Friday, March 05, 2010

Insanity Reigns

Sometimes things in the world get so bad that even the most sheltered of us are forced into a head-on collision with reality. One would think my steadfast refusal to watch the news or read the paper would protect me from the evil, polluting, influence of the outside world; but it doesn’t.

You can’t even get through the Bible without crossing paths with some pretty heady stuff. I flipped through Romans the other day, minding my own business and thinking nothing but good thoughts; and what did I see? “Orgies.”

Seriously. I’ve never even been invited to one of those and here the Bible is bringing it up!

I guess there’s no escaping the realities of a fallen world.

Somehow, the insidious evils of this mortal coil continue to pursue even I – not even the protective wall of tackle boxes, soft plastic worms, crankbaits, and other bass lures I’ve carefully built up around my tv-room chair has been able to buffer me from the stream of bad news pouring out of our television.

This morning Chalrton M. Bouchemeyer, evildoer, sent me the following link - - and something pure inside me died.

How long before the annual Squirrel Hunting Championship of the World Invitational Tournament becomes a gritty struggle for existence?

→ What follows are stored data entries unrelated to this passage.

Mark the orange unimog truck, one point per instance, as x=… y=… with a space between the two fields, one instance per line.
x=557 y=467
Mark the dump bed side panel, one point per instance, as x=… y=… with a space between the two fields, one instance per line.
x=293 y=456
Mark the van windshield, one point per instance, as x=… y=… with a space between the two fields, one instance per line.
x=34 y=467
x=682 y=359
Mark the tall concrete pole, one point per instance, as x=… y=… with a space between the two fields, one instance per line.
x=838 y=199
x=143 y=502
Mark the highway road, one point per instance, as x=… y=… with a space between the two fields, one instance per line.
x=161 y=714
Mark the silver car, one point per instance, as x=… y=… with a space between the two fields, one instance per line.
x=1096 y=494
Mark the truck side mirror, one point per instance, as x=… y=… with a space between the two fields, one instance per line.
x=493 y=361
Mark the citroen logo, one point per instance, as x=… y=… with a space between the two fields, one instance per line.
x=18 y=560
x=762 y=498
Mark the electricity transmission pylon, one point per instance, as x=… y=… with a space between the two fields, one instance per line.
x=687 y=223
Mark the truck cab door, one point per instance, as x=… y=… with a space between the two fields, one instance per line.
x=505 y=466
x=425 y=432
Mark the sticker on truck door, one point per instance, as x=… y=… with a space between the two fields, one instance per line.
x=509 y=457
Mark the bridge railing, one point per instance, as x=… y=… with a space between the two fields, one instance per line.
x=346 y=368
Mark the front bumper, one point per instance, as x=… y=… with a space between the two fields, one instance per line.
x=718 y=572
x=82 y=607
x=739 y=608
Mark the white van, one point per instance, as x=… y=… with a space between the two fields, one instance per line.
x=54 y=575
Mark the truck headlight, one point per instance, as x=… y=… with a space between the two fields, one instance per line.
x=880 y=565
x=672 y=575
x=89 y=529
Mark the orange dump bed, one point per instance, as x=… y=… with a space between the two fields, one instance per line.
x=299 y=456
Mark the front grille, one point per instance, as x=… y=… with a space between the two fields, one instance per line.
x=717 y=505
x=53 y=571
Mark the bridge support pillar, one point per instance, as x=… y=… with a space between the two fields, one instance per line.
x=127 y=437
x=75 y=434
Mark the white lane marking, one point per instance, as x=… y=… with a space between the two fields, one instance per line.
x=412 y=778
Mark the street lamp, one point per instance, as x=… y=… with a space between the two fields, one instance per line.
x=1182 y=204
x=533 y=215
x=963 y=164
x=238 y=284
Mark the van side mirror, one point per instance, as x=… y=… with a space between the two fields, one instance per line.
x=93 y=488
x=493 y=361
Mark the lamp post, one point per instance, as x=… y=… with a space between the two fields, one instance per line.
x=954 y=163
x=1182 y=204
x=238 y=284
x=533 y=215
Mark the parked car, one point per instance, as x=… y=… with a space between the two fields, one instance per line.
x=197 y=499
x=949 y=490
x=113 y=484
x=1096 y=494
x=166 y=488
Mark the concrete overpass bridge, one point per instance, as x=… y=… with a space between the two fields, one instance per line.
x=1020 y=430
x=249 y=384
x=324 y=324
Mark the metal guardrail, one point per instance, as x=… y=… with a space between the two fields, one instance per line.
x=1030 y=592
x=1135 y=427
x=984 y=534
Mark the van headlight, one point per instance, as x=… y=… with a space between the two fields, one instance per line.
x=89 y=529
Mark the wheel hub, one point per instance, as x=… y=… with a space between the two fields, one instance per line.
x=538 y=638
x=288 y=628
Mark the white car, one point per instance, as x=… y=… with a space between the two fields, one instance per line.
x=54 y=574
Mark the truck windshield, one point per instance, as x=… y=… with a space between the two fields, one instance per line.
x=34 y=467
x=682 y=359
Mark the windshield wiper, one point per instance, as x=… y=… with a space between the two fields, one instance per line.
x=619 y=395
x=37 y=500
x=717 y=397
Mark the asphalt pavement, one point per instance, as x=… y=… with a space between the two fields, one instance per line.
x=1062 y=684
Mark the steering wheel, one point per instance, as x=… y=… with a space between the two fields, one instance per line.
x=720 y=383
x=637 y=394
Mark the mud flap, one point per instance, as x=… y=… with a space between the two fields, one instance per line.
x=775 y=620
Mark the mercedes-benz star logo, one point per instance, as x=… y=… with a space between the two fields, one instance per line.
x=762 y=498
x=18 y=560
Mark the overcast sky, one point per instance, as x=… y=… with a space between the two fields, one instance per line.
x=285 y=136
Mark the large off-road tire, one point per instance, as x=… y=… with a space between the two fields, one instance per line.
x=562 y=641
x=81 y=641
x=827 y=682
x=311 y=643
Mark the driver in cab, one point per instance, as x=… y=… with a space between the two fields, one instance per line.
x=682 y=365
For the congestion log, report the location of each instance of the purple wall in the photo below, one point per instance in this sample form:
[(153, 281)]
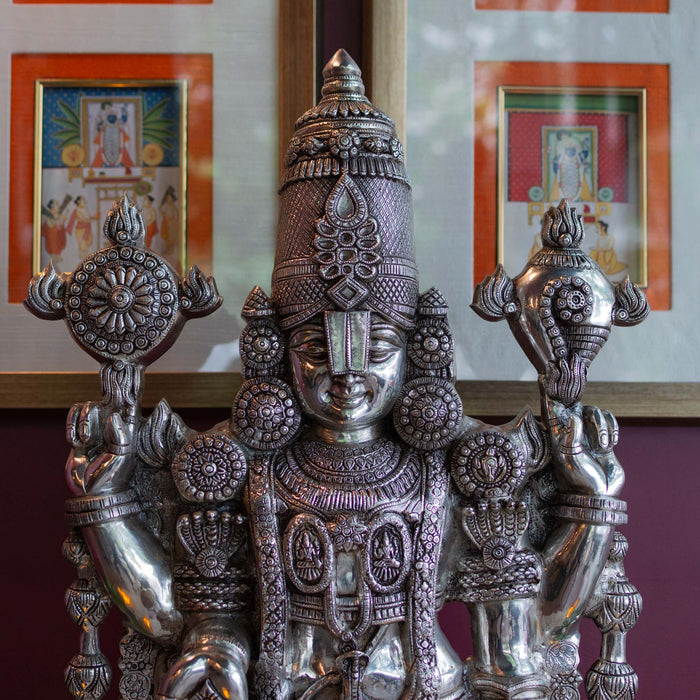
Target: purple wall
[(664, 562), (38, 638)]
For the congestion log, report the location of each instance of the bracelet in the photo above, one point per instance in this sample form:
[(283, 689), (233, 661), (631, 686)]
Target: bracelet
[(594, 516), (598, 502), (92, 510)]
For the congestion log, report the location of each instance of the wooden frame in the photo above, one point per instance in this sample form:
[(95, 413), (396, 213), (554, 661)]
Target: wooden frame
[(576, 5), (489, 76), (485, 398), (100, 138), (32, 70), (556, 142), (505, 398), (297, 88)]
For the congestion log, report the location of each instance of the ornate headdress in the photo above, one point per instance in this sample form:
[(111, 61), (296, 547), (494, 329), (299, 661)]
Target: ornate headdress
[(345, 238)]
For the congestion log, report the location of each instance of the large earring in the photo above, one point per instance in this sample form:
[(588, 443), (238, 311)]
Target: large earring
[(265, 413), (428, 413)]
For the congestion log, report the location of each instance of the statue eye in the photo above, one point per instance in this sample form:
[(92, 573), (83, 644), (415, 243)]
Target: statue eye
[(311, 346)]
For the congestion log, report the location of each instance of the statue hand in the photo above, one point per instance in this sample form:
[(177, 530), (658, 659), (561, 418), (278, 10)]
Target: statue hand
[(583, 438), (211, 655), (102, 457)]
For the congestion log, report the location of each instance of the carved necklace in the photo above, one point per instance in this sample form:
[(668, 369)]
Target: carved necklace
[(330, 478)]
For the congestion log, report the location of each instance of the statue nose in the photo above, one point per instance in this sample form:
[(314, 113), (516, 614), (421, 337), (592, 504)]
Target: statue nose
[(349, 378)]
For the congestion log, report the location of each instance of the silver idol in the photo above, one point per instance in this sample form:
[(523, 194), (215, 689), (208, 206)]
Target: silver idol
[(302, 548)]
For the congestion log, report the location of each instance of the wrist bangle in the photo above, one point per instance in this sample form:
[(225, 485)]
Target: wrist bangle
[(597, 502), (593, 516), (92, 510)]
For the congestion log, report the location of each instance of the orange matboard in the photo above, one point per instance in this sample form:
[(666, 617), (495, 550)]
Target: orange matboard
[(27, 68)]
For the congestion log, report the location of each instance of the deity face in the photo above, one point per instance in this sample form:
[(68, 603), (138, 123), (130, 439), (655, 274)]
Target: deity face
[(352, 400)]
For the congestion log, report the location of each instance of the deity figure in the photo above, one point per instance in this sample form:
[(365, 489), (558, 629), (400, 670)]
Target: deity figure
[(112, 137), (53, 227), (303, 548)]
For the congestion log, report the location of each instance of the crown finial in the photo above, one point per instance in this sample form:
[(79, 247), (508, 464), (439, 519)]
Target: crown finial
[(342, 75)]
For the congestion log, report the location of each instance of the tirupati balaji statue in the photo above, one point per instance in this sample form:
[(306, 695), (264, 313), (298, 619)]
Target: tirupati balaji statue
[(303, 547)]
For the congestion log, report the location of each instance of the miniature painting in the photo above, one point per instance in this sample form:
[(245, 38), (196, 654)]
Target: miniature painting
[(95, 141), (583, 145)]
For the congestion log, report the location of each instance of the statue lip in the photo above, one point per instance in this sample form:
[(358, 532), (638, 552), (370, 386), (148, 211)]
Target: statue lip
[(349, 399)]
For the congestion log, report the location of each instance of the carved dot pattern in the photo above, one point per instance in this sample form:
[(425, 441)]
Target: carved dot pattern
[(209, 467), (487, 465), (431, 346), (498, 553), (266, 413), (262, 346), (211, 562), (121, 302), (568, 301), (562, 657), (428, 413)]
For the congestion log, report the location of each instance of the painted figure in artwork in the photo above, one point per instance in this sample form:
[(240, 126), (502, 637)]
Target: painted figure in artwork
[(571, 166), (112, 138), (150, 218), (303, 547), (80, 225), (53, 228)]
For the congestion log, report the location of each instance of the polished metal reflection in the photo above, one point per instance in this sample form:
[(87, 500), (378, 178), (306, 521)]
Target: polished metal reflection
[(303, 548)]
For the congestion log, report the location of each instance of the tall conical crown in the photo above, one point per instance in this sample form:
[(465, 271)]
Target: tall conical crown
[(345, 237), (344, 128)]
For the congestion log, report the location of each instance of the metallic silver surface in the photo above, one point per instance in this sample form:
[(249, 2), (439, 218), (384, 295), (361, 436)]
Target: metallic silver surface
[(303, 548)]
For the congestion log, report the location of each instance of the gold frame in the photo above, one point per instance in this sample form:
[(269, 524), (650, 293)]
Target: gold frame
[(39, 87), (385, 65), (641, 94)]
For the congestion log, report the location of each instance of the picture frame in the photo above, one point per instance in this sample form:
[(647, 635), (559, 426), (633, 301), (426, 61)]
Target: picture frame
[(660, 6), (93, 141), (33, 75), (588, 145), (648, 84), (629, 399), (296, 62)]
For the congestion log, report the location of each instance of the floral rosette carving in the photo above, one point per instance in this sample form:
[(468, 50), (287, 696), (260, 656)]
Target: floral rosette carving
[(262, 346), (209, 468), (266, 414), (428, 413), (344, 143), (431, 346), (121, 303), (487, 464)]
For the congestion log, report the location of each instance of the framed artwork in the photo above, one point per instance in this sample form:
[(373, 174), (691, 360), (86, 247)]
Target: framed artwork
[(78, 143), (94, 140), (576, 5), (136, 84), (587, 145), (597, 134)]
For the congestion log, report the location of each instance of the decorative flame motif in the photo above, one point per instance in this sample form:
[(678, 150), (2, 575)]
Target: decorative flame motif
[(46, 293), (631, 306), (495, 297), (563, 227), (124, 223)]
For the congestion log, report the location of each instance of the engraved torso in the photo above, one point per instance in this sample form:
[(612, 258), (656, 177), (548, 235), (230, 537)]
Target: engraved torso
[(349, 517)]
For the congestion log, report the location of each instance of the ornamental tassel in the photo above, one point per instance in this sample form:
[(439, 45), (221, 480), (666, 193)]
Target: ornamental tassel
[(618, 611), (88, 674)]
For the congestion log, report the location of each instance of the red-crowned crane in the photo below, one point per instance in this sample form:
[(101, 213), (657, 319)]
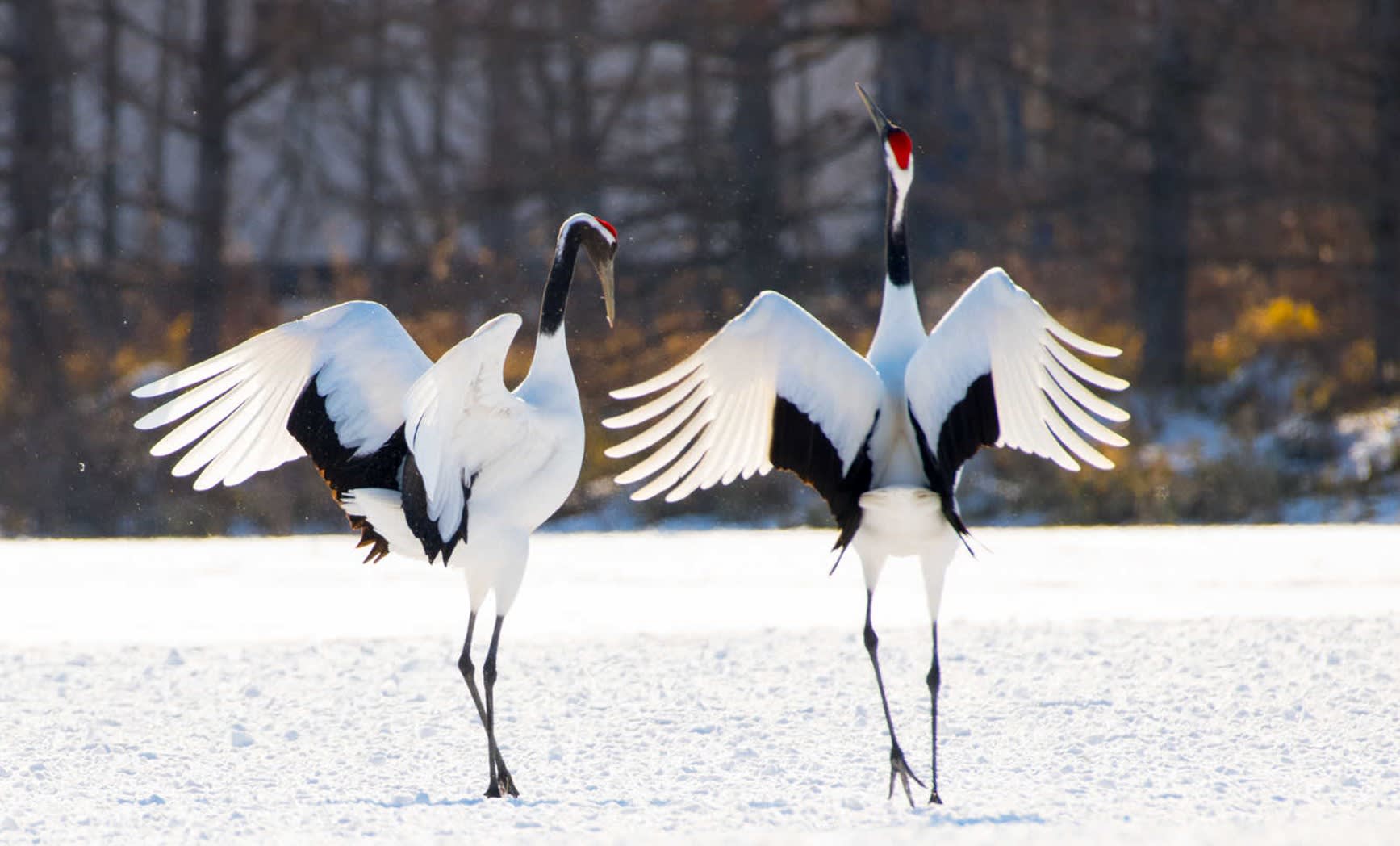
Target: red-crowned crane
[(426, 459), (881, 438)]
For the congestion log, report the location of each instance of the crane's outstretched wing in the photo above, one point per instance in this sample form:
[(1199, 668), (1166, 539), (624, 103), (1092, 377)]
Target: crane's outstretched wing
[(459, 421), (329, 384), (994, 373), (773, 388)]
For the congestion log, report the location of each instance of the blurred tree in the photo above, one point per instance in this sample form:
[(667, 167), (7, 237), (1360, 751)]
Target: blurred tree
[(1162, 266), (1384, 27)]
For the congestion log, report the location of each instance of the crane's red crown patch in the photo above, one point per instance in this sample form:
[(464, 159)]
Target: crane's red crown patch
[(901, 146)]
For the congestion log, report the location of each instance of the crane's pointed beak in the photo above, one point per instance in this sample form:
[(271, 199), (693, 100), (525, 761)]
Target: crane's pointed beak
[(882, 124), (601, 253)]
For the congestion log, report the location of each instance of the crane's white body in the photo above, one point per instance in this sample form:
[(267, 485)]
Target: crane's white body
[(520, 450), (721, 400)]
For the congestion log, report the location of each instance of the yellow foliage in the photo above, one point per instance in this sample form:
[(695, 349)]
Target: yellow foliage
[(177, 337), (1278, 321), (1283, 320)]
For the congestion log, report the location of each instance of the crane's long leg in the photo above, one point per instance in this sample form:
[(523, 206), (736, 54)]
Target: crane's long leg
[(898, 768), (464, 664), (933, 708), (503, 783)]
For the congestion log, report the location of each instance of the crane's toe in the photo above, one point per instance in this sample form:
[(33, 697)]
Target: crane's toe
[(899, 769), (504, 785)]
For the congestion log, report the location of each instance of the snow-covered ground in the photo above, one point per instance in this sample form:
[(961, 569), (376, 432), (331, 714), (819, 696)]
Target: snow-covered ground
[(1172, 685)]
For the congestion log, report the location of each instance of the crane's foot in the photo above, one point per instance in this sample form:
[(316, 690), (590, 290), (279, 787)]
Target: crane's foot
[(504, 785), (899, 769)]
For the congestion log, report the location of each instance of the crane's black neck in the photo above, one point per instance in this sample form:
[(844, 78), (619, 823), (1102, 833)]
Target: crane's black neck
[(560, 276), (896, 251)]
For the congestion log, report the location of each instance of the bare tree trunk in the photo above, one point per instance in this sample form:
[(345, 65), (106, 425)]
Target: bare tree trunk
[(441, 42), (697, 152), (754, 139), (1385, 216), (111, 127), (211, 190), (36, 133), (158, 124), (583, 149), (34, 352), (501, 104), (917, 90), (374, 135), (1164, 264)]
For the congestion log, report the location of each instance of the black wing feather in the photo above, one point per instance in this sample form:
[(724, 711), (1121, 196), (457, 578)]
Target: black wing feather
[(416, 514), (800, 446), (971, 425), (338, 464)]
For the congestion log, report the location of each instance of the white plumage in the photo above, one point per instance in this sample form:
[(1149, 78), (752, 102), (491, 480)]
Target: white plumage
[(426, 459), (881, 438)]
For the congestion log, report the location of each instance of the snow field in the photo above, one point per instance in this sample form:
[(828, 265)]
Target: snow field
[(708, 685)]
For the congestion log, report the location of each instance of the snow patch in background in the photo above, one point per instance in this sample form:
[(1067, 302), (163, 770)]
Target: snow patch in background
[(1221, 685)]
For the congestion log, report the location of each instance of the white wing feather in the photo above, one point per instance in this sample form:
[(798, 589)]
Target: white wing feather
[(996, 327), (717, 417), (238, 402), (459, 419)]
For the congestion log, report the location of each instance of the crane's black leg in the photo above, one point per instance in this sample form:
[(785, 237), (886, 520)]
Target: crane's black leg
[(503, 783), (933, 706), (470, 674), (898, 768)]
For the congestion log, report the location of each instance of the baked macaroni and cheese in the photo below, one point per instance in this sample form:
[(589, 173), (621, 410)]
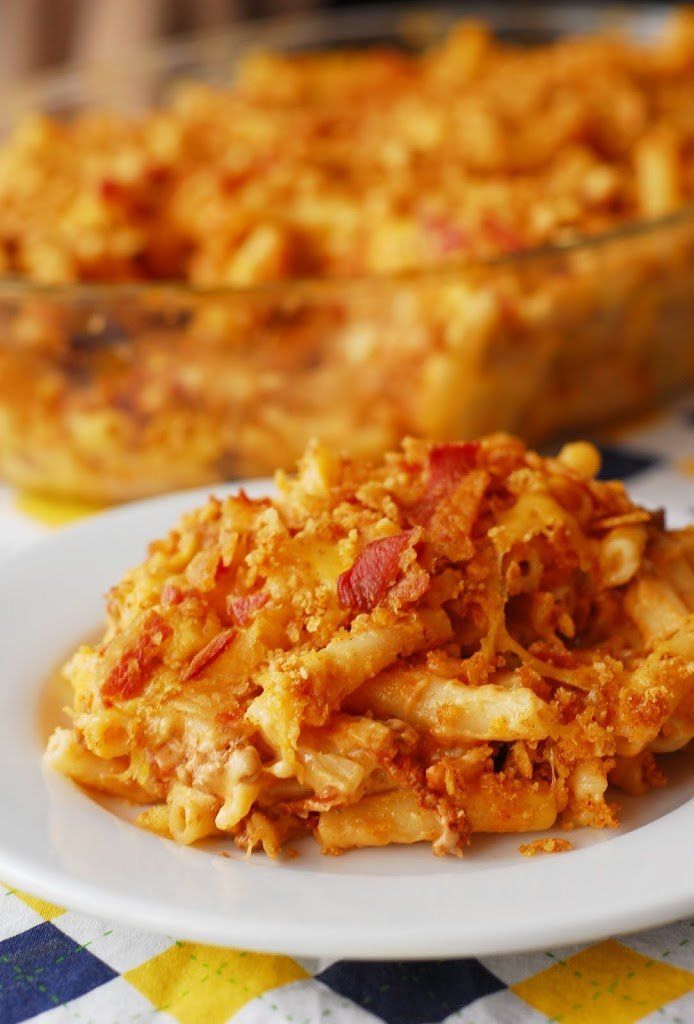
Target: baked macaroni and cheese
[(305, 215), (459, 638)]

What is next? “Dolphin Eats Fisherman?” “Flock of Bluebirds Carry off School Bus – Children Maimed?”

“Anderson Cooper Accused In Betty White Disappearance??!?!”

How many more indignities must we suffer before the rapture finally comes?

I’d like to direct your attention to a small, seemingly-innocuous sentence in the article - overshadowed somewhat by the headline, but chilling, nonetheless:

“Komosmolskaya Pravda notes that in a previous incident this autumn chipmunks terrorized cats in a part of the territory."


To me that means some number of chipmunks intentionally and prolongedly terrified and insulted a cat, or many cats; with no higher purpose than the sheer, liberating, freedom that must follow from a pack of chipmunks asserting themselves.

Somebody help me.

I can tell you 100% for sure that if I ever turn a corner and spy a pack of teenage chipmunks terrorizing anything; there’s going to be a me-shaped hole in anything solid between there and my Grandma’s house; because Grandma’s is the only safe place I know of when insanity reigns.